[Mitgcm-support] about kpp & flt
mitgcm-support at dev.mitgcm.org
mitgcm-support at dev.mitgcm.org
Wed Jul 9 15:50:06 EDT 2003
Hello,
I have 2 questions about the mixlayer diagnostic in kpp_calc.F :
--------------------------------------
c Determine mixed layer depth hMix as the shallowest depth at which
c dB/dz exceeds 5.2e-5 s^-2.
work1(i,j) = nzmax(i,j,bi,bj)
DO k = 1, Nr
IF ( k .LT. nzmax(i,j,bi,bj) .AND.
& dbloc(i,j,k) / drC(k+1) .GT. dB_dz )
& work1(i,j) = k
END DO
c Linearly interpolate to find hMix.
k = work1(i,j)
IF ( k .EQ. 0 .OR. nzmax(i,j,bi,bj) .EQ. 1 ) THEN
zRef(i,j) = p0
ELSEIF ( k .EQ. 1) THEN
dBdz2 = dbloc(i,j,1) / drC(2)
zRef(i,j) = drF(1) * dB_dz / dBdz2
ELSEIF ( k .LT. nzmax(i,j,bi,bj) ) THEN
dBdz1 = dbloc(i,j,k-1) / drC(k )
dBdz2 = dbloc(i,j,k ) / drC(k+1)
> zRef(i,j) = rF(k) + drF(k) * (dB_dz - dBdz1) /
> & MAX ( phepsi, dBdz2 - dBdz1 )
ELSE
zRef(i,j) = rF(k+1)
ENDIF
--------------------------------------
1) I wonder if in a case where
the vertical profile of db/dz shows 2 minimum below dB_dz,
e.g., 1 in the mix layer, stratified just below, then very low
stratification (< dB_dz) at some depth in the deep ocean,
and finally stratified near the bottom ;
the first loop might capture the 2nd stratification and not the
1rst one as the comment suggest "the shallowest depth ..."

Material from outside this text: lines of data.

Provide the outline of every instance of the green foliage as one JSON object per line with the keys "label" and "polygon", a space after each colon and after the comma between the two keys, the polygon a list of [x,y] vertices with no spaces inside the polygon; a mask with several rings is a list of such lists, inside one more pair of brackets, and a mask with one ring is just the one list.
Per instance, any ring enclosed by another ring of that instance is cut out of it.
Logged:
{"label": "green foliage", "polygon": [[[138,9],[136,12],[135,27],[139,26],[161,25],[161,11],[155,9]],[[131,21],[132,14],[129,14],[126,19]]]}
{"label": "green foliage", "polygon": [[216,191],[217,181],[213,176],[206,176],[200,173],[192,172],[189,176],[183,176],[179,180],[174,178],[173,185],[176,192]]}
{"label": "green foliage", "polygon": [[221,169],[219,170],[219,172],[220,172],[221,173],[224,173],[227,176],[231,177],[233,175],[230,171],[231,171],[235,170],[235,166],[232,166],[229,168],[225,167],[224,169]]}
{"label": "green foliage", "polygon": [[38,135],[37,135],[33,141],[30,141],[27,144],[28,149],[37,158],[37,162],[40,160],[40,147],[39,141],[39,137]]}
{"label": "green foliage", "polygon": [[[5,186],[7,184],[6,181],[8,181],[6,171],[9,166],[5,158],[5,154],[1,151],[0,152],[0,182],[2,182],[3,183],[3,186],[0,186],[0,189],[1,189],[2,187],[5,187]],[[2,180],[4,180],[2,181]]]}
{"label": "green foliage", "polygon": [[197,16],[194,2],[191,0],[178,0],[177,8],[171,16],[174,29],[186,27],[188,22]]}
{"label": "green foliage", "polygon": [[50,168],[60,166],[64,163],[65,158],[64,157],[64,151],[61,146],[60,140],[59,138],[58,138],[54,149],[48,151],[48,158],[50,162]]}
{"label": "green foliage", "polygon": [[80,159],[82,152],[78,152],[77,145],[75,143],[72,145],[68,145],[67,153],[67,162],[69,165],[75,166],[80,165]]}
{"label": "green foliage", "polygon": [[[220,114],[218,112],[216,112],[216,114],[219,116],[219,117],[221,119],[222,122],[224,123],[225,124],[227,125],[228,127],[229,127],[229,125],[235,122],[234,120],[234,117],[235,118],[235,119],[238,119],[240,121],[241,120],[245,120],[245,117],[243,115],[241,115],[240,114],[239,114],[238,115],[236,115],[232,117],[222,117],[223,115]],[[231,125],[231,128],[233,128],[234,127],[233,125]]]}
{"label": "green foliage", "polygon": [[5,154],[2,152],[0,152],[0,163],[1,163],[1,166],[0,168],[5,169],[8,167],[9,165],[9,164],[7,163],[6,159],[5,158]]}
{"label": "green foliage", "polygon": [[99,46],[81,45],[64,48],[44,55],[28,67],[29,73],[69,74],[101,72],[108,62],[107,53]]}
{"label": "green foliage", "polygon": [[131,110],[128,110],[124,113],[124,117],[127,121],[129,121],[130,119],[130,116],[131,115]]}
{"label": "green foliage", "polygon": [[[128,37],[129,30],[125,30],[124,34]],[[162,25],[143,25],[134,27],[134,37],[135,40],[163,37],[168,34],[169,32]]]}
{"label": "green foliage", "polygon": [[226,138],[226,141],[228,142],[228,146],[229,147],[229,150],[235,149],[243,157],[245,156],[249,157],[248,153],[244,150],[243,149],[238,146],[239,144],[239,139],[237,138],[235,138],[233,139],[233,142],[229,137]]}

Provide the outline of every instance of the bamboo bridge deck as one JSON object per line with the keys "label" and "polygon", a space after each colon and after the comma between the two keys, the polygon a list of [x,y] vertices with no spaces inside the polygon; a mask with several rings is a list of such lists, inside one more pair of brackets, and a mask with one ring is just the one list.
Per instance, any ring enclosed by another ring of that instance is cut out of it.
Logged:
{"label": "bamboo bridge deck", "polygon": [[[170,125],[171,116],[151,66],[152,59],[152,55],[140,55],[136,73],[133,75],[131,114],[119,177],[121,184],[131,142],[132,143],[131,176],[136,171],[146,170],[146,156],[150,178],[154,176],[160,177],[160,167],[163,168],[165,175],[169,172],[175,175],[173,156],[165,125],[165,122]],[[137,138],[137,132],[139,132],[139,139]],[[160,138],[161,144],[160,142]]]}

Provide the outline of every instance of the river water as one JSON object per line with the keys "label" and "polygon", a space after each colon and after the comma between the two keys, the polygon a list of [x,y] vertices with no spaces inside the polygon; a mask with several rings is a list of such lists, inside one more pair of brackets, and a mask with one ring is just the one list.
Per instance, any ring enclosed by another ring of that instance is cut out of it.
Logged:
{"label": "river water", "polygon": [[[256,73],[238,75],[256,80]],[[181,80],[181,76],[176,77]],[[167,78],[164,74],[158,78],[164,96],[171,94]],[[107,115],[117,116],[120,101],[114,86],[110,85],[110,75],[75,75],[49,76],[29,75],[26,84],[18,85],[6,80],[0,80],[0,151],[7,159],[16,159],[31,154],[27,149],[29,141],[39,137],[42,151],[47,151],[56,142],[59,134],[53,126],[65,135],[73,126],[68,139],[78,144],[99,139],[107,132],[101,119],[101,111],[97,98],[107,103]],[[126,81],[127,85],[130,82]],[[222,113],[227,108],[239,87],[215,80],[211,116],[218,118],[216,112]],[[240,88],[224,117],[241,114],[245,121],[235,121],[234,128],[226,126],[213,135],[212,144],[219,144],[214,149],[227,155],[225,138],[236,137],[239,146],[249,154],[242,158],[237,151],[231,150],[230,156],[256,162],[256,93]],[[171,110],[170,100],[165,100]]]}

2) since dBdz1 has to be < dB_dz
dB_dz - dBdz1 > 0 ; MAX ( phepsi, dBdz2 - dBdz1 ) > 0
so that drF(k)*(dB_dz - dBdz1) /MAX ( phepsi, dBdz2 - dBdz1 )
is also > 0 ; rF(k) < 0 so that |zRef(i,j)| < |rF(k)|
and this does not seems logical to me.
I would expect to find zRef(i,j) = rF(k) - drF(k) * ...
-----------------
and one question about pkg/flt/flt_functions.F
do k=0,Nr
zlo = rC(k)
if (k.eq.0) zlo = rC(k)-delZ(1)*0.5
zhi = rC(k+1)
if (k.eq.Nr) zhi = rC(k)+delZ(Nr)*0.5
Apart from using delZ instead of drF, 3 out-of-bound index
(in 4 lines !) and rC(k)-delZ(1)*0.5 instead of rC(1)-delZ(1)*0.5,
it seems to me that the signs in front of the 2 delZ are wrong.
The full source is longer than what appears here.